Certes, les HES fourniront des cursus Master, mais avec des objectifs précis. «La première raison de faire un master HES est de pouvoir continuer de présenter des activités de recherche crédibles, et d'améliorer l'apport à la société. L'Université dispose des doctorants dans ce domaine, pas nous. Nous devons payer des professeurs ou des ingénieurs. Du coup, nos fonds ne sont pas suffisants. Le développement des masters changerait cela. C'est très important pour nous. La seconde serait de pouvoir former la relève. Nous exigeons minimum un master pour pouvoir enseigner dans nos écoles. Mais la vraie question viendra du marché, c'est lui qui décidera s'il a besoin d'un master. Pour ne pas «imploser», nous avons décidé de ne pas introduire le Bachelor partout en même temps», concède Marc-André Berclaz.

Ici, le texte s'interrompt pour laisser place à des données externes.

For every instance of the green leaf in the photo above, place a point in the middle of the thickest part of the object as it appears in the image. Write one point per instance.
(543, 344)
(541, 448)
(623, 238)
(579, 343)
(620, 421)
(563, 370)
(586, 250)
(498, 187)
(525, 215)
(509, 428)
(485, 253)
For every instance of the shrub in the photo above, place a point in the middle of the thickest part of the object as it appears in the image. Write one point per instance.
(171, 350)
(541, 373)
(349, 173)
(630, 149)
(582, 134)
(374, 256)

Seuls les domaines de l'économie et des services, ainsi que la musique, ont débuté les nouveaux cursus à la rentrée 2005. Les autres filières commenceront l'année prochaine. «Il sera donc possible de mettre en place les premiers masters vers 2008. C'est encore relativement loin, mais cela nous permet de le faire dans des conditions satisfaisantes. Mais quoi qu'il advienne, nous ne pourrons pas imaginer qu'un bachelor HES poursuive un master à l'Université ou vice-versa sans passerelle. Des filières apparaîtront, disparaîtront, fusionneront… On n'est qu'au début de l'aventure !»

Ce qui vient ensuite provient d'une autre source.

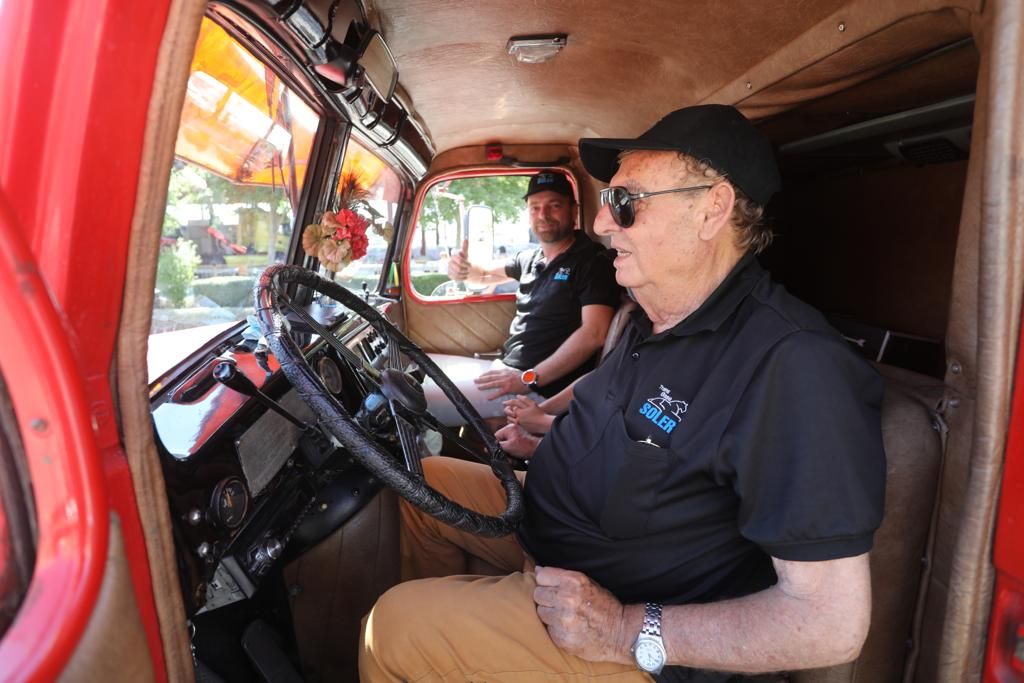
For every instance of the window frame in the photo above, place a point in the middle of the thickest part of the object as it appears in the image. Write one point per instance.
(459, 174)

39 filières, des dizaines de bâtiments: la HES-SO est très étendue sur le petit territoire romand. Mais cet éparpillement sert aussi la cause des HES, dans la mesure où elles ont besoin de cette proximité avec l'industrie locale: «C'est l'un des avantages particuliers de la HES-SO, avoue Marc-André Berclaz. Elle est répartie dans les régions, ce qui permet à une entreprise locale de trouver des ressources intéressantes et performantes qu'elle peut utiliser.»
Mais cet avantage a un revers: les HES ne peuvent pas encore se permettre de maximiser les résultats de leurs travaux: «Les hautes écoles spécialisées ont un sérieux problème de valorisation, toutes les filières n'ont pas encore une tradition de publication. Les ingénieurs produisent des appareils, les économistes produisent des rapports, mais publient peu sur le plan scientifique. D'autre part, le rythme de travail est particulièrement rapide dans la mesure où nous devons largement autofinancer nos activités de recherche, ce qui nous amène malheureusement à avoir un souci de rentabilité directe.»